ISIS leader Abu Bakr al-Baghdadi delivers a speech at the al-Nuri mosque in Mosul on June 29, 2014, in which he declared the ISIS caliphate.
ISIS leader Abu Bakr al-Baghdadi delivers a speech at the al-Nuri mosque in Mosul on June 29, 2014, in which he declared the ISIS caliphate.
Screen grab from ISIS propaganda video, released by ISIS’s al-Furqan media, courtesy of AFP/Getty Images.

Such sentiments are long gone, however. ISIS is being run out of the city, and it evidently wants to destroy everything it can on the way out. Indeed, some analysts speculate that ISIS leveled the al-Nuri mosque on Wednesday because of its significance to both the people of Mosul and ISIS itself.

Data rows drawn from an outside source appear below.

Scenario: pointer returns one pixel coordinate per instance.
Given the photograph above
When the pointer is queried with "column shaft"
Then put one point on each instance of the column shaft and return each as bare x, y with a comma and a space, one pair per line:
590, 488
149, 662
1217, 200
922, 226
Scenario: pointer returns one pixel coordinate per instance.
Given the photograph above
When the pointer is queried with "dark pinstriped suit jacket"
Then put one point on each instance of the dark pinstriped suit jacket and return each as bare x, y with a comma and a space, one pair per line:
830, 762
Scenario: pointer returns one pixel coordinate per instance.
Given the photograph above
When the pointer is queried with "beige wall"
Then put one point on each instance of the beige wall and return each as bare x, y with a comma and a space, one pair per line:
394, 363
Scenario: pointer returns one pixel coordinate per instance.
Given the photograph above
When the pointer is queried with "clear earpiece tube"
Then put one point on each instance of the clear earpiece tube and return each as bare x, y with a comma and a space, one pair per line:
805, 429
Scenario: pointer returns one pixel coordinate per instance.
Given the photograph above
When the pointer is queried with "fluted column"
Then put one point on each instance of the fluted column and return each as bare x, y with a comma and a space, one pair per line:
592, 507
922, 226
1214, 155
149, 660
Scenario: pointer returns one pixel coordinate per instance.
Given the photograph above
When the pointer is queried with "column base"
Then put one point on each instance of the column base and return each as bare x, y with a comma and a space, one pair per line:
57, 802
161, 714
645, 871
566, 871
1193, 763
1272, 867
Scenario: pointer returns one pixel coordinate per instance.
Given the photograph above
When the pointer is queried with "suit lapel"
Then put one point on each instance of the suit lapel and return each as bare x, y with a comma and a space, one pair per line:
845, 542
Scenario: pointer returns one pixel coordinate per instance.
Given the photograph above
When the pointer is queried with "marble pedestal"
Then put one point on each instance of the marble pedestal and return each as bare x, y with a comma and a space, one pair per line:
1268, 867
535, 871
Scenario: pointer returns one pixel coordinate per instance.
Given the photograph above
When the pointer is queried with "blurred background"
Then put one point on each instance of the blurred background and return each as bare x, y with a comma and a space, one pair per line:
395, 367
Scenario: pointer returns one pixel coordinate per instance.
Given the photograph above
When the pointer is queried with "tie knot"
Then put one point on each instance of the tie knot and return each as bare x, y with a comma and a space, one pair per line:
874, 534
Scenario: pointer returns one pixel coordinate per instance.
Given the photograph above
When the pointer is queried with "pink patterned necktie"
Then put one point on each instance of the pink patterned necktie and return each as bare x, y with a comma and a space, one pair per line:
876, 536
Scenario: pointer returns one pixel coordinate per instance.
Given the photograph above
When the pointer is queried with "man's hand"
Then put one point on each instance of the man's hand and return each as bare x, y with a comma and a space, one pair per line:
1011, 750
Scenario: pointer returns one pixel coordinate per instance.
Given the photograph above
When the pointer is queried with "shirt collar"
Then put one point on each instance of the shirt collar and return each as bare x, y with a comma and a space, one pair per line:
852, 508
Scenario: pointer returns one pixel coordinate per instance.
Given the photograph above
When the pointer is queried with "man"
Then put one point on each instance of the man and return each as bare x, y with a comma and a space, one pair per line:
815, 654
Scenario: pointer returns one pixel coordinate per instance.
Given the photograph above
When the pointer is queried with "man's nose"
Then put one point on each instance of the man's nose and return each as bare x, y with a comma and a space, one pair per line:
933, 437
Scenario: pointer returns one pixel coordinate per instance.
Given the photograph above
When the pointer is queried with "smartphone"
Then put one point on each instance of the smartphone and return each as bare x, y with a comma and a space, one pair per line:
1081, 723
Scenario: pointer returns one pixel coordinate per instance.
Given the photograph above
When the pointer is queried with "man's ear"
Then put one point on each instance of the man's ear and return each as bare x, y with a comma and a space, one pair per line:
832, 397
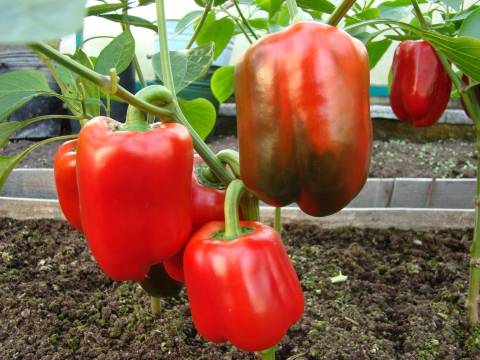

“They blew it up because they did not want the place they announced the caliphate from to be the place where the Iraqi military announces its victory over them,” Hisham al-Hashimi, an author on extremist groups, told the Guardian.

Put another way, having gleeful Iraqi forces taking celebratory selfies inside the very place where you announced your glorious, enduring caliphate would have been pretty bad public relations for ISIS. So they flattened it.

And to the people of Mosul, including many who have fled but dream of one day returning to their homeland, the destruction of the al-Nuri mosque and its iconic minaret is a deeply painful loss.

“You can find it on money notes, you can find it in scrapbooks,” Rasha al-Aqeedi, who grew up in Mosul and is now a research fellow at the Al-Mesbar Studies and Research Center in Dubai, told the Straits Times. “It’s everywhere. I don’t know how to put it into words. It’s just something people always identified with because it was always there.”

Ali al-Nashmi, a prominent Iraqi historian, referring to ISIS, told the Straits Times, “These dogs, they are the worst of what God has created. I swear to God I cannot imagine Mosul without al-Hadba.”

It’s also a potent reminder — as if anyone, especially Iraqis, needed more reminders — of just how cruel the group is.

“This is a crime against the people of Mosul and all of Iraq, and is an example of why this brutal organization must be annihilated,” said Maj. Gen. Joseph Martin, one of the top US commanders in the anti-ISIS coalition.

For Martin and his Iraqi allies, the most important question going forward is how much more damage ISIS will wreak before it is eventually defeated. The al-Nuri mosque is the newest casualty. It won’t be the last one.